Milano, intercettazioni pagate con i beni dei boss
MILANO – Hanno seguito le loro mosse per due anni. Ascoltato le telefonate tra decine e decine di indagati, spiato le loro corrispondenze, ogni minimo movimento bancario. Alla fine, il primo luglio 2010, la Direzione distrettuale Antimafia di Milano (procuratore aggiunto Ilda Boccassini, pm Alessandra Dolci e Paolo Storari), ha fatto scattare il blitz: 160 persone in carcere con l’accusa di fare parte della ‘ndrangheta. Personaggi del calibro dell’ex direttore dell’Asl di Pavia, Antonio Chiriaco, indicato come un uomo in mano ai clan, ma anche il presunto capo della ‘Ndrina lombarda, Pasquale Zappia. Grazie alle chiaccherate telefoniche, gli investigatori sono anche riusciti a filmare un rito di iniziazione celebrato in un locale pubblico affittato appositamente dai boss nella periferia milanese.
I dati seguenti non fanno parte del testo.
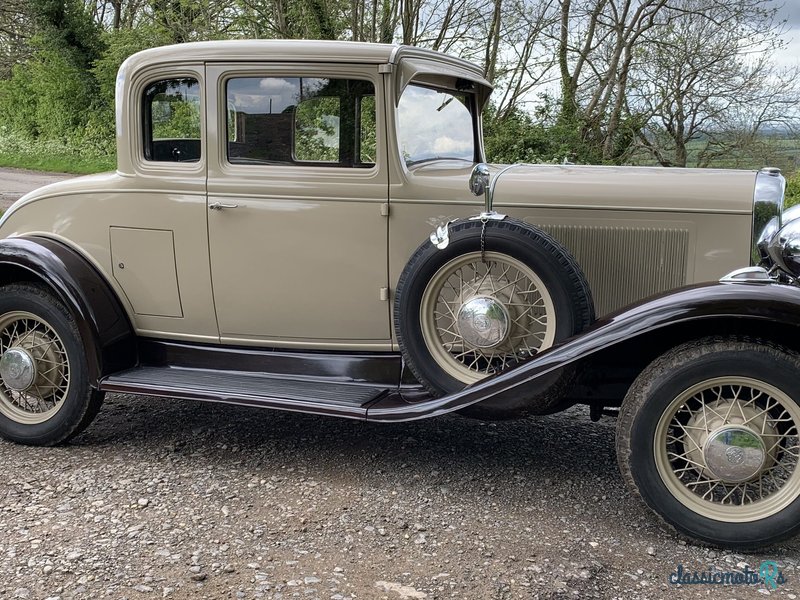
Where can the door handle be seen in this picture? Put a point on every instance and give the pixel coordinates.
(221, 205)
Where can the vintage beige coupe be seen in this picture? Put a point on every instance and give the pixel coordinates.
(311, 226)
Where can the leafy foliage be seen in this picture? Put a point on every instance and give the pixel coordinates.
(793, 190)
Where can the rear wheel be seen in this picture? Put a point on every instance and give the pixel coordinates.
(491, 298)
(708, 437)
(45, 397)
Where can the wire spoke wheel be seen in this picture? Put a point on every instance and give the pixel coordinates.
(728, 448)
(480, 313)
(34, 369)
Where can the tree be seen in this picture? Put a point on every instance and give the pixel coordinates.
(705, 79)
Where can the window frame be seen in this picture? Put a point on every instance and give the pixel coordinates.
(283, 71)
(472, 106)
(146, 120)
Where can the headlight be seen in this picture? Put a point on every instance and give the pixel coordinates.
(784, 248)
(767, 208)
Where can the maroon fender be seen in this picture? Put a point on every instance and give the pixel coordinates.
(768, 310)
(107, 334)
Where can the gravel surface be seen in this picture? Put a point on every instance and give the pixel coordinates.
(176, 499)
(16, 182)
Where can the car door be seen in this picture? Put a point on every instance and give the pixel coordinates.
(297, 198)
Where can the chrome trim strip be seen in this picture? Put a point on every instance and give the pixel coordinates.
(768, 195)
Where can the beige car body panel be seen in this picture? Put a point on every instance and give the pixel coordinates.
(310, 254)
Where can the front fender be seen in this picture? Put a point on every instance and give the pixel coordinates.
(107, 334)
(759, 304)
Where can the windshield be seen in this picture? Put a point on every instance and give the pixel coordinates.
(435, 124)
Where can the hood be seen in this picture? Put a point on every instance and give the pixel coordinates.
(603, 187)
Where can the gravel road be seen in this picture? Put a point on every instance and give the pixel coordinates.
(187, 500)
(168, 499)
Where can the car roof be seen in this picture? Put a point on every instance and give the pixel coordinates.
(290, 50)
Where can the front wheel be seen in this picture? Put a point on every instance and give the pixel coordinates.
(708, 437)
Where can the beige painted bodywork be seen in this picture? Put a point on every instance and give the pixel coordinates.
(309, 256)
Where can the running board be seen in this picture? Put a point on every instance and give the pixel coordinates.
(249, 389)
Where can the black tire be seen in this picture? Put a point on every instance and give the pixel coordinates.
(551, 262)
(670, 387)
(78, 402)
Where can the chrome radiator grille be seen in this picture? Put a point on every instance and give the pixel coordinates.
(625, 264)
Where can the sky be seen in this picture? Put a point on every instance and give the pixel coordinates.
(790, 56)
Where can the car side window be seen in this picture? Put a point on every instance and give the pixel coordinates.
(171, 111)
(301, 121)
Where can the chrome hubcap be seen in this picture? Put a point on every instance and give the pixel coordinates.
(729, 449)
(483, 322)
(34, 369)
(17, 369)
(734, 454)
(480, 313)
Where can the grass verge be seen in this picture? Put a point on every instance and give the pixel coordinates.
(58, 163)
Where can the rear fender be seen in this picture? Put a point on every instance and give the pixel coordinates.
(107, 334)
(695, 309)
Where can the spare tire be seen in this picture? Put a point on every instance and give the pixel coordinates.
(499, 292)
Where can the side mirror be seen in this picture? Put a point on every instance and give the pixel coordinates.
(479, 185)
(479, 180)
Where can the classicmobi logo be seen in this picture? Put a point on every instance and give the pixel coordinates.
(768, 574)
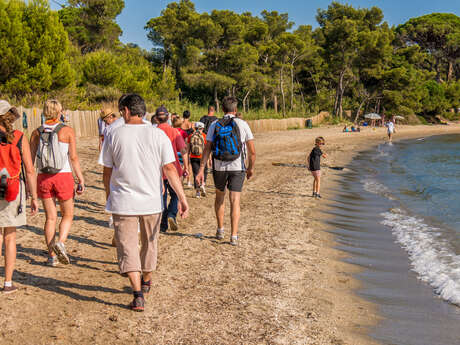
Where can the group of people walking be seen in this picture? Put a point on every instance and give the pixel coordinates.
(141, 166)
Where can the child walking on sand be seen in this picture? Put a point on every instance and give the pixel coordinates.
(314, 165)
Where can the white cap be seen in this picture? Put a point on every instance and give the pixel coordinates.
(4, 107)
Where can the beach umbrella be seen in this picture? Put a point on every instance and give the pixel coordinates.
(373, 116)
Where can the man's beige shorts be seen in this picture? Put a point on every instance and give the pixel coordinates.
(130, 259)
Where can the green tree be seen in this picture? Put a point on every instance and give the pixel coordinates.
(439, 35)
(91, 23)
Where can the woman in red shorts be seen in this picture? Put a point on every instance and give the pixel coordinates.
(60, 185)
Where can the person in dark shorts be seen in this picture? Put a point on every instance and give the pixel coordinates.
(314, 165)
(229, 174)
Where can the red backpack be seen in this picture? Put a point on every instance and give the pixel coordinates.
(10, 167)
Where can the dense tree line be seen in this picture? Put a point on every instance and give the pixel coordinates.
(352, 60)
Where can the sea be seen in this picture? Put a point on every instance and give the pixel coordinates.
(396, 212)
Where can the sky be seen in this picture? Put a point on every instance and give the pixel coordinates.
(138, 12)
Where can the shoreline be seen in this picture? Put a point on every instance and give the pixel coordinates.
(361, 328)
L’operazione si chiamava «Infinito», e solo per ottenere le tanto discusse intercettazioni telefoniche, la procura di Milano si è accollata una spesa di «3 milioni e 673 mila euro». Una bella cifra, soprattutto se si volesse cavalcare la campagna politica che le vorrebbe abolire del tutto. In questo caso, però, è stata un’arma fondamentale per dare un colpo mortale alle infiltrazioni mafiose in Lombardia, al controllo illecito degli appalti, a quello delle nomine di manager compiacenti nel dorato mondo della sanità pubblica. Ora, però, questo conto, non verrà saldato dalle già tanto disastrate casse dello Stato. Con due distinti provvedimenti, la procura ha ottenuto «il sequestro conservativo» di una cifra di poco inferiore: 3 milioni e mezzo di euro. Tutti beni riconducibili a ventinove presunti affiliati alla ‘ndrangheta, in gran parte ville e immobili su cui, tra l’altro, non pende alcun vincolo. Nel caso gli imputati dovessero essere condannati anche in primo grado, il sequestro potrà tramutarsi immediatamente in confisca e il ricavato della vendita entrare direttamente nelle casse dell’Erario.
Alla procura di Milano è bastato avvalersi di una recente sentenza della Cassazione in tema di «spese processuali a carico dell’imputato condannato». Così, due giorni fa, gli uomini del Gico della guardia di finanza di Milano, su ordine del gip Roberto Arnaldi e della ottava sezione penale (presidente Maria Luisa Balzarotti) hanno posto i sigilli su un villino dell’ex direttore sanitario di Pavia, ma anche su altri immobili al Nord come a Mariano Comense e Cremella (Lecco), o direttamente stabili in Calabria (soprattutto a Oppido Mamertina e Grotteria). Proprietà riconducibili a soggetti oggi in carcere, che in moltissimi casi nell’ultimo 740 dichiaravano cifre di poco superiore ai duemila euro annui, ma che in realtà , per gli investigatori, altro non erano se non boss o portaordini della ‘ndrangheta che faceva affari al Nord.